"Action Meningitis will shed light on the hidden diseases of meningitis and septicaemia in Africa, and has the potential to save many young lives as a result"
Professor Orin Levine, Executive Director, International Vaccines Access Centre
Why is this project important?
Action Meningitis is a pilot health project which raises awareness of meningitis among the public and health professionals and helps identify acute cases in clinics and hospitals.Around 1,000 people globally die every day of meningitis.
In Africa, deaths are especially high because, as the World Health Organization (WHO) has acknowledged, it is a neglected diseases. There are so many health issues on the continent, especially HIV/Aids, malnutrition, starvation and malaria, that other illnesses are easily missed.
Our research study into barriers to treatment in Blantyre, established around 25% of meningitis cases were misdiagnosed
as malaria – which is why we are piloting Action Meningitis at five township clinics there.
One of the biggest barriers to early treatment in Malawi is getting people to medical help. We have just delivered “ambi-bikes” to 10 remote villages in the Blantyre region to help speed up the process.

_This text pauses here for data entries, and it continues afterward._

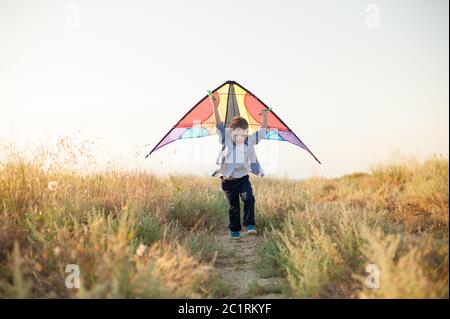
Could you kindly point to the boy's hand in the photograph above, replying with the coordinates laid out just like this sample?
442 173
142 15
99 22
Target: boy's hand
212 98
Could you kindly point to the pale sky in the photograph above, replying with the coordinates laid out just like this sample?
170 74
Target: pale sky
359 82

This is Kanny who lost his hearing because of meningitis when he was six years old. His younger sister Zione, aged three, had been rushed to hospital with meningitis, but when his dad returned home he found Kanny very ill.

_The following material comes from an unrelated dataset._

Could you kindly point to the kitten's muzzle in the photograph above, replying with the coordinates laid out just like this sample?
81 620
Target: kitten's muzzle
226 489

Kanny was taken to a health centre a 4km walk away and then to hospital where he was treated for 13 days. He is now deaf and has some learning problems. Zione was luckier; her main problem is she gets tired easily, but their 12 year old brother Yusuf died of meningitis before reaching hospital.
Support for disabled children is very poor in Malawi and Kanny is unable to go to school. He spends his days at home in his village with his mother and baby brothers and sister.

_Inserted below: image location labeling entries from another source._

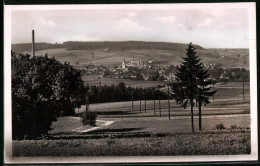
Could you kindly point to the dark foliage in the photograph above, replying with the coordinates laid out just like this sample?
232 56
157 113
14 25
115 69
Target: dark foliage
42 89
192 83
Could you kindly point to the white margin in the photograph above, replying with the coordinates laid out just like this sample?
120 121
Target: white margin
7 87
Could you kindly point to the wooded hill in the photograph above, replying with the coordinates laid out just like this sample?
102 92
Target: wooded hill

Chip diagnosis by traffic light Chip is a special Action Meningitis character. He is a triage tool helping medical staff establish how quickly children need to be seen when they are feeling ill. He also features on posters in waiting rooms and on our ambi bikes so people in Malawi become familiar with the idea of being seen according to the priority of their case.
Triage has revolutionised emergency treatment of life-threatening illness in wealthy countries. A triage system using traffic lights, developed by WHO was piloted at Queen Elizabeth Central Hospital (QECH) in Blantyre and WHO now promotes this system for developing countries world-wide.
This system has already improved survival in children at QECH and so other hospitals in Malawi are now using it. We have shown that a triage system is sorely needed in primary care clinics where health workers are overwhelmed by people flooding into the clinic each morning, and children regularly die while waiting in the queue.
We have worked with our partners, the Malawi-Liverpool- Wellcome Trust, QECH and D-tree International to introduce the traffic light triage system into clinics using mobile phone technology to track referral to QECH.
Phone technology vital Action Meningitis is using mobile phone technology (mHealth) to deliver the project, Health surveillance assistants patrol the queues at the medical centres, using a special programme on their mobile phones to identify sick children and track referrals.
Umoyo MkukambiranaThese are the words for Health Talk Radio in Malawi’s Chichewa language. This radio programme is spreading the word about meningitis to millions of people across Malawi.
Aimed at improving health awareness and knowledge, the programme is broadcast by the Malawi Broadcast Corporation and has already featured two sets of programming on meningitis funded by us.
Featuring medical professionals, the shows used phone-ins, discussions, real life experiences and even SMS to spread awareness of meningitis and knowledge of the symptoms.
Feedback from listening clubs and the data on SMS responses has been so positive we shall be doing more with Umoyo Mkukambirana in the year ahead.